Revenue for 2008 is now expected to be in a range of $215 million to $220 million and diluted earnings per share are now predicted to be in a range of $1.15 to $1.20.

 

Prior guidance was for revenue in a range of $250 million to $260 million and diluted earnings per share in a range of $1.35 to $1.40. The previous guidance assumed about $30 million in 2008 revenue to new acquisitions.

 

The new guidance relates to the existing portfolio of brands only and includes no revenue assumption from acquisitions.
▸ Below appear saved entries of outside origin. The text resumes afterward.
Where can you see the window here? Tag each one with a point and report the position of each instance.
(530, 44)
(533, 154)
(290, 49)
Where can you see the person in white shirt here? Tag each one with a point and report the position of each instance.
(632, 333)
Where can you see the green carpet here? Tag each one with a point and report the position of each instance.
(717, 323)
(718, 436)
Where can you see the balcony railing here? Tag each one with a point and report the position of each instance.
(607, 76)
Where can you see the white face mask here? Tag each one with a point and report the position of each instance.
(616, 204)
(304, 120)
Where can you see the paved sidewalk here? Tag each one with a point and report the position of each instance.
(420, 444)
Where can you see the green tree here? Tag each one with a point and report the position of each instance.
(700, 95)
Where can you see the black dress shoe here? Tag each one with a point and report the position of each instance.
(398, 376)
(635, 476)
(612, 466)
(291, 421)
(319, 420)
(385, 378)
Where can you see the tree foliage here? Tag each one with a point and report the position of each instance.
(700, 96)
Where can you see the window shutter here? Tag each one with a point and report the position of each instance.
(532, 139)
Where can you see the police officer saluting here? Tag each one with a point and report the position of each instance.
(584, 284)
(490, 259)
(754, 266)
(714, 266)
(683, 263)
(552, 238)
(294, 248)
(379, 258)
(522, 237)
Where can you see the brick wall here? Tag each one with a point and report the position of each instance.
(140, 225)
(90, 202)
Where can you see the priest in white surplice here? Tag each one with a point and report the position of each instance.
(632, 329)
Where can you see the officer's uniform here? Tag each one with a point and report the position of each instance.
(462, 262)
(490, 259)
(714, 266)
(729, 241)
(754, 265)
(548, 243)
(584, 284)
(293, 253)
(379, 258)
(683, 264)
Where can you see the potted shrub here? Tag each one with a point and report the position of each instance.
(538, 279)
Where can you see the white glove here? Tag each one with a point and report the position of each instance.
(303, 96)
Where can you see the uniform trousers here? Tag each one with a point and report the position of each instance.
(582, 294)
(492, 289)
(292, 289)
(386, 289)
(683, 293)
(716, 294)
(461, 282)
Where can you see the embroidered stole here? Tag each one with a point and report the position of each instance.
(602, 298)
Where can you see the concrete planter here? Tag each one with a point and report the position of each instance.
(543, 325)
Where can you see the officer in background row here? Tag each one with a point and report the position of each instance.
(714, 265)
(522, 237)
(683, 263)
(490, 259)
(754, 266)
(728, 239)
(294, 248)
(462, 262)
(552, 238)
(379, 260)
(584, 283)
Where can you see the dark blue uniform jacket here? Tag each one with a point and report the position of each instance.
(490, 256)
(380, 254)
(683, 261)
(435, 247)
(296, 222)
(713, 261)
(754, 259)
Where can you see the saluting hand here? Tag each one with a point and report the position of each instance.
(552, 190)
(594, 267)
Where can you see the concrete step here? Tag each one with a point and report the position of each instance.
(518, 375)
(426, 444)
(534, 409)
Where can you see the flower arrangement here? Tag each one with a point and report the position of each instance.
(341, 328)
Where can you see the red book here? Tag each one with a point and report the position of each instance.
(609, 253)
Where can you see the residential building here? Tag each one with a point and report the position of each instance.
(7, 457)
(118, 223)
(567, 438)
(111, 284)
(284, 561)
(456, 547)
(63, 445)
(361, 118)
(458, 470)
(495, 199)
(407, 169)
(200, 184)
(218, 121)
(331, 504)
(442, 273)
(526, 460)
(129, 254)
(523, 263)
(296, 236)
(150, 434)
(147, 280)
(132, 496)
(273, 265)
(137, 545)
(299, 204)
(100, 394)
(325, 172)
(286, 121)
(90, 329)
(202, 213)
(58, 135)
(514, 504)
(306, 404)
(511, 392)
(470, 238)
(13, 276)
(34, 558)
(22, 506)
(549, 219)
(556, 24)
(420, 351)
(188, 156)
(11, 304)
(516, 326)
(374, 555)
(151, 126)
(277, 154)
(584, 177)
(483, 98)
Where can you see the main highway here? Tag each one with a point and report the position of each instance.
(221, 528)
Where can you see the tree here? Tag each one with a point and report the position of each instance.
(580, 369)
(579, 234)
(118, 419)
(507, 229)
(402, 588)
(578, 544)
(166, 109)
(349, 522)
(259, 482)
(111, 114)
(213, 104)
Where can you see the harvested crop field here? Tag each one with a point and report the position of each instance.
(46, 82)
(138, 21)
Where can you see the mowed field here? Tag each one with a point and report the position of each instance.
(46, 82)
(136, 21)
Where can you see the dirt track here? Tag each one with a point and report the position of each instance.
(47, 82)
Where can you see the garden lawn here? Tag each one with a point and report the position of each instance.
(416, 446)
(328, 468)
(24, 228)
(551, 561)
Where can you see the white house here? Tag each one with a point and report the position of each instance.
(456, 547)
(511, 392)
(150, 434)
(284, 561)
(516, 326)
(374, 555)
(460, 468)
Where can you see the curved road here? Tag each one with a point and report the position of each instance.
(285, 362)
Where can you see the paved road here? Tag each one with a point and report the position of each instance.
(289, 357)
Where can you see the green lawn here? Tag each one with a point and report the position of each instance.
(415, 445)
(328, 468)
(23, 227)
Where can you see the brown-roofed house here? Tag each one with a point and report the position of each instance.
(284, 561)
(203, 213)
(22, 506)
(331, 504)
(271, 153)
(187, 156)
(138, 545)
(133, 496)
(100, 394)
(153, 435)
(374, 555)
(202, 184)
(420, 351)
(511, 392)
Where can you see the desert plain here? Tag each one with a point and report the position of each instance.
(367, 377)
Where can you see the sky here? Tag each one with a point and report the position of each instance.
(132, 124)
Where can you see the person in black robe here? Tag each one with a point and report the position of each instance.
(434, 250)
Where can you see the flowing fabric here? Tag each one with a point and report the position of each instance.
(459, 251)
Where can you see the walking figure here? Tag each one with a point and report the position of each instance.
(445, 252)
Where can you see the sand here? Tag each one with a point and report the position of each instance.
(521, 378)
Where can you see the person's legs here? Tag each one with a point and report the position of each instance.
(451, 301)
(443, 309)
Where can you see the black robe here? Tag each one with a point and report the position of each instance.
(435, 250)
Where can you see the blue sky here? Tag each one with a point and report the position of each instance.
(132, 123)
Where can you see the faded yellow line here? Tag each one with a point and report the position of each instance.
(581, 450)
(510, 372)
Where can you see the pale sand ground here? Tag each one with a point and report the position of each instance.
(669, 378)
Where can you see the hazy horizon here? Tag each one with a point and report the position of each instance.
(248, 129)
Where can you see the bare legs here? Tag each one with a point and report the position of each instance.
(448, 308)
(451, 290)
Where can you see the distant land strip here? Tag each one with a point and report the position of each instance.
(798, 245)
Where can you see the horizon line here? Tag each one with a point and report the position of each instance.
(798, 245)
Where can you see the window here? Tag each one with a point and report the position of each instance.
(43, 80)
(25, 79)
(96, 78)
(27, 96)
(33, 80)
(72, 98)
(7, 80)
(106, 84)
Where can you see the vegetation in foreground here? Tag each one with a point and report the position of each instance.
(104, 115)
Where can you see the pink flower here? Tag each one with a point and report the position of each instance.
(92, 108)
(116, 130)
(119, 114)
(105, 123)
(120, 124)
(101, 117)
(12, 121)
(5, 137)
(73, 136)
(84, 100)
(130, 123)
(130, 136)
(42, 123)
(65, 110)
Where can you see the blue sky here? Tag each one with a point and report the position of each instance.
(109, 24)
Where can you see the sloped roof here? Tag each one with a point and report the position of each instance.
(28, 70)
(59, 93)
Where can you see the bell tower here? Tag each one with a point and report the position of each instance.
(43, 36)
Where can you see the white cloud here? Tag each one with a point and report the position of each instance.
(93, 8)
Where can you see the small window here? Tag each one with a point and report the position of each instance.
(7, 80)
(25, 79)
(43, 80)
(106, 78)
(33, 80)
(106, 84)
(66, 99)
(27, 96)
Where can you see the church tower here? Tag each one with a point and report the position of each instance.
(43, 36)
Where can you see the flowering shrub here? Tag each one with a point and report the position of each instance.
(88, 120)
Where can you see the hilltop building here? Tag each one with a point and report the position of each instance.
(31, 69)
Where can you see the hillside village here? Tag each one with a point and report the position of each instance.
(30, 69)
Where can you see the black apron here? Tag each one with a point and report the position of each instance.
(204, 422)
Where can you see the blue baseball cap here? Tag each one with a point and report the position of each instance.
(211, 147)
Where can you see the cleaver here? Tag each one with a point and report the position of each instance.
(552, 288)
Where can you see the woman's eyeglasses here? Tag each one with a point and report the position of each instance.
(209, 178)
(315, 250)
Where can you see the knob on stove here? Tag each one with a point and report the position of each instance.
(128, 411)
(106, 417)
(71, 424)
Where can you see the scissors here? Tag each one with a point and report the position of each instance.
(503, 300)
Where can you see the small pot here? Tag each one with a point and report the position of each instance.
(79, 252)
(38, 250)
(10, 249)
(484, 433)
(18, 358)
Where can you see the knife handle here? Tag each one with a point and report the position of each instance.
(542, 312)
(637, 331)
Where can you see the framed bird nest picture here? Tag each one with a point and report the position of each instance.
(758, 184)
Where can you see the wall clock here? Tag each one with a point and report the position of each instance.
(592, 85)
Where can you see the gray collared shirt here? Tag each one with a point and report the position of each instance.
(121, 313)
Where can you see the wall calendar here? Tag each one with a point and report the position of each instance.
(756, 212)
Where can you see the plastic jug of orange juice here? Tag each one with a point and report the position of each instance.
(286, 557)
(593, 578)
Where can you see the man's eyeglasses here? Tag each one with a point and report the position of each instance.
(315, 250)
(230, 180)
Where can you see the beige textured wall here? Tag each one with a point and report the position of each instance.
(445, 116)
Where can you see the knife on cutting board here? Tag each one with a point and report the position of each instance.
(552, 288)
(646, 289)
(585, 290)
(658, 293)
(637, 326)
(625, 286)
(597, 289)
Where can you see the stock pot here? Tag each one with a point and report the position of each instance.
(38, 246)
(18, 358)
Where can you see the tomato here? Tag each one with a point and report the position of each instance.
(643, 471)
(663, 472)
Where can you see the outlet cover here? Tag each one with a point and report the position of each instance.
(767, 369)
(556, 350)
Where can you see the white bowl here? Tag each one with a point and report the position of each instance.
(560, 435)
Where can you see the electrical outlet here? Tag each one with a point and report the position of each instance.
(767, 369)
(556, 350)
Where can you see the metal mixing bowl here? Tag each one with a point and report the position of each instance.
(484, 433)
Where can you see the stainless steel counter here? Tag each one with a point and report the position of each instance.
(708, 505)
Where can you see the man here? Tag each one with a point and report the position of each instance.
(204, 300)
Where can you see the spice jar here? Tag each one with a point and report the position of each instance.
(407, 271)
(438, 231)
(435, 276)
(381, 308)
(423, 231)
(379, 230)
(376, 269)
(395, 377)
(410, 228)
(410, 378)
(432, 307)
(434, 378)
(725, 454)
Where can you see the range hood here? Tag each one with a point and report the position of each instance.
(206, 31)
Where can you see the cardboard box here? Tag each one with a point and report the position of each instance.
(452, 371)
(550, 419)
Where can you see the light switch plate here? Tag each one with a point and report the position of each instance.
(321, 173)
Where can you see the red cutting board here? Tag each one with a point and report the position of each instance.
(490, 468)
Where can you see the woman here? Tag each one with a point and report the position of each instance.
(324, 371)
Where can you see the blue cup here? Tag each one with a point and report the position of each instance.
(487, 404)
However, the company is continuing to evaluate a number of different acquisition opportunities.

 

The company is forecasting free cash flow for 2008 to be in a range of approximately $116 million to $119 million and free cash flow per diluted share to be in a range of $1.87 to $1.92.

 

“We have built a strong company that, despite a very challenging macro-economic environment, will generate at least $116 million in free cash flow this year and has many compelling long term growth opportunities,” said Neil Cole, chairman and CEO of Iconix Brand Group. “Acquisitions will continue to play an important part in our growth strategy and it is possible that we will acquire more brands this year. However, we will continue to be diligent and not force acquisitions that are not in the best interest of our shareholders.”